In the spirit of Fannie Flagg's "Fried Green Tomatoes at the Whistle Stop Cafe," an elderly woman recounts her heartwarming adventures as part of a long ago duo, reminding us of the importance and beauty of a friend.
*
Book, fiction: The Matriarch's Manifesto
Status: drafting
The matriarch of a once tight-knit Italian family reflects on their evolving estrangement and ultimate demise, and proves that when the past does not get buried, there is no resting in peace.
Fiamma Lanza loved a good funeral. The drama. The antics (who was going to throw themselves onto the casket and holler "I'm coming with you!" this time). As the matriarch of a big Italian family, funerals were another chance to get everyone together. Her favorite part was after, of course, gossiping with her sister about how everybody looked, like the time that show-off Angela Francis kneeled in the front of the room—suddenly, all holy—and had TJ Maxx stickers on the bottoms of her shoes! But this funeral is different. It is her own.
*
Book, fiction: The Friendship
Status: One day I will write this...
When a woman befriends her young son's teenaged [some team] coach, the whole town starts whispering—then explodes. They don't understand the nature of the relationship, platonic, she, a young mother grappling with fear and isolation, he, a precocious young man who has experienced profound grief in his lifespan, leaving him wise beyond his years...Here is a story about secrets, innocence, and the danger of presumptions.
*
Screenplay: Snow Day
Status: Complete
"A woman stuck home with her kids on a snow days texts with her four college friends. As the snow melts, complexities get revealed in this exploration of motherhood, marriage and past and present selves."
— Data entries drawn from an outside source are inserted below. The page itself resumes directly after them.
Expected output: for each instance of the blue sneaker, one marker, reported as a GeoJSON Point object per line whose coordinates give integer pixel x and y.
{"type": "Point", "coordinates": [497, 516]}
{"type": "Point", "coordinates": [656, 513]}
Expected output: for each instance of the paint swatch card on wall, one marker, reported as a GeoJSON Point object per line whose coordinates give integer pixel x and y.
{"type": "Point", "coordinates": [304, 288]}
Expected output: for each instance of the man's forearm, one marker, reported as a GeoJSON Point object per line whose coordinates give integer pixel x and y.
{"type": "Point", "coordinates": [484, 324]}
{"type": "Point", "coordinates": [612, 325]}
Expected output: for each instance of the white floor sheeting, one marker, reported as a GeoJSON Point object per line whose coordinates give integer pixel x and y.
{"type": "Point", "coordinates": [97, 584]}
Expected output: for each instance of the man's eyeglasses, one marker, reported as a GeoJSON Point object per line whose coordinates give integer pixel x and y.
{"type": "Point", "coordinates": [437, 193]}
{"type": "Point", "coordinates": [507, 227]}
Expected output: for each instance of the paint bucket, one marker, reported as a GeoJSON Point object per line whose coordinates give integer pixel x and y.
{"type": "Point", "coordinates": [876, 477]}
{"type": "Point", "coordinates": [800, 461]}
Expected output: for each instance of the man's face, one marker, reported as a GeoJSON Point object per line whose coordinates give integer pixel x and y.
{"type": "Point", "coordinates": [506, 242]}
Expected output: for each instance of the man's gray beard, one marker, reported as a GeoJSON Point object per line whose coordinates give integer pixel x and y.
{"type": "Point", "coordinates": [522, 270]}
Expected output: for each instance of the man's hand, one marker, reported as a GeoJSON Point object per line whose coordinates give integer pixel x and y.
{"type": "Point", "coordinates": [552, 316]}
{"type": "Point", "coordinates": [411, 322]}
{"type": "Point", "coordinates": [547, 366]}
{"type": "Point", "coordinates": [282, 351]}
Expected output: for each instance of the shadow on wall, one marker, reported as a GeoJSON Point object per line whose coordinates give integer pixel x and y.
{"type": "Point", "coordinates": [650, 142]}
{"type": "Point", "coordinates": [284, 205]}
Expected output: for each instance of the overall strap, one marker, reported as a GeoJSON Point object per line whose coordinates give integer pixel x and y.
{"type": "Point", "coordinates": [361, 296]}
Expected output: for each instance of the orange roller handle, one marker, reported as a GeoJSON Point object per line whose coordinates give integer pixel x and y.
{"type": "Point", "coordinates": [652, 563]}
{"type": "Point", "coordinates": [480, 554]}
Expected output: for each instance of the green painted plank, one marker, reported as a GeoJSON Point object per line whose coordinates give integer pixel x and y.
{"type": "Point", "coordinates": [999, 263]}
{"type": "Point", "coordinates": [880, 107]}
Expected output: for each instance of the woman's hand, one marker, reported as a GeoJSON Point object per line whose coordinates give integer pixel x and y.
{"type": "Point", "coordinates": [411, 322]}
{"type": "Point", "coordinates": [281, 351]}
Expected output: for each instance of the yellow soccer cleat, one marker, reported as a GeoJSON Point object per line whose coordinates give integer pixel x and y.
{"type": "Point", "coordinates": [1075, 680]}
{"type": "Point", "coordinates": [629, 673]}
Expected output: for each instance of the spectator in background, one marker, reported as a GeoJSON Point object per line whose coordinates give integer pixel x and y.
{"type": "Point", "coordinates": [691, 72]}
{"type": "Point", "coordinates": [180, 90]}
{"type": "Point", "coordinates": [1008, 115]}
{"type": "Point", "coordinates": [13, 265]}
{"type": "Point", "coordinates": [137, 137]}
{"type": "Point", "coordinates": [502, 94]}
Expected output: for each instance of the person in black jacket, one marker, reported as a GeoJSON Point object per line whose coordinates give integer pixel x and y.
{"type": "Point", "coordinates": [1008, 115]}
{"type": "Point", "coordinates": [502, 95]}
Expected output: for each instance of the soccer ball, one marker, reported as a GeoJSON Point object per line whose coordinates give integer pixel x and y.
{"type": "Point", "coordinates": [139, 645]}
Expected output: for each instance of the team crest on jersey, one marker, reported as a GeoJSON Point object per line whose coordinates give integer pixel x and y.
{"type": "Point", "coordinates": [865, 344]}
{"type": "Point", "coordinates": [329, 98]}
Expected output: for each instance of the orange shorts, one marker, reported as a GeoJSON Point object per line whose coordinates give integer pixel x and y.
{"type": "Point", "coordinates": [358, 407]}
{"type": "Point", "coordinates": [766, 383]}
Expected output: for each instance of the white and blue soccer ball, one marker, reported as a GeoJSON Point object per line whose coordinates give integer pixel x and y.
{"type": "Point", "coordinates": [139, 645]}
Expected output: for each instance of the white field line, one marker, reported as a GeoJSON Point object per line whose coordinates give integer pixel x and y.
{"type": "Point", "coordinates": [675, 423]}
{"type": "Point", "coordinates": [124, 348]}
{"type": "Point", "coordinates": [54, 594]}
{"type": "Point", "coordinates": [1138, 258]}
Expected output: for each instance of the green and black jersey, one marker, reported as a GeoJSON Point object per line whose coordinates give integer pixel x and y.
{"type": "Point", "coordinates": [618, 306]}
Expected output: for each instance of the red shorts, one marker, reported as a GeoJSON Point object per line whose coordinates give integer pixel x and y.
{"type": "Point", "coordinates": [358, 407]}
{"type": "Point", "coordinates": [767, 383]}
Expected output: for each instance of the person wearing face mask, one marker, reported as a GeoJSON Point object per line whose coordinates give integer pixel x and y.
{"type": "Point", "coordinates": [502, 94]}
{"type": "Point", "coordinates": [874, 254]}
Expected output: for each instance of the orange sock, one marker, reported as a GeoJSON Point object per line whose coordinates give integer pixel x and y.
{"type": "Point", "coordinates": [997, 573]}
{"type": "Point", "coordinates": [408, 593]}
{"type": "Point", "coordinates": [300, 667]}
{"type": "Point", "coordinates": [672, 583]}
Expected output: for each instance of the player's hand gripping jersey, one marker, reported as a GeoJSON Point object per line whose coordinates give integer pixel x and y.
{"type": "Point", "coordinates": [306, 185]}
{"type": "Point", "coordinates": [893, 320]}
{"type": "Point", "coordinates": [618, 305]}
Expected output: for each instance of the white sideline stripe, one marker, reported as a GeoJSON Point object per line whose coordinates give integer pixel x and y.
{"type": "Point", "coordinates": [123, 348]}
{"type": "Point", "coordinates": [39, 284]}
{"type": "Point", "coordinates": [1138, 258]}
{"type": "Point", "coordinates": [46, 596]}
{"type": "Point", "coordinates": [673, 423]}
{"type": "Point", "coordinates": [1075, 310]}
It's like Tully meets Sex and the City, with a little bit of The Hours, without being 100% depressing.
*
Screenplay: Me, You and the Winter
Status: I'll write this next winter. If I don't leave my house and let my kids microwave their own mac-and-cheese dinners and not raise their eyes from their iPads, it will take me one week.
"A woman at odds with her teenaged children after announcing separation from her husband adopts a mountain dog. In trying to teach the dog how to behave in society, she learns how to live with those within her home."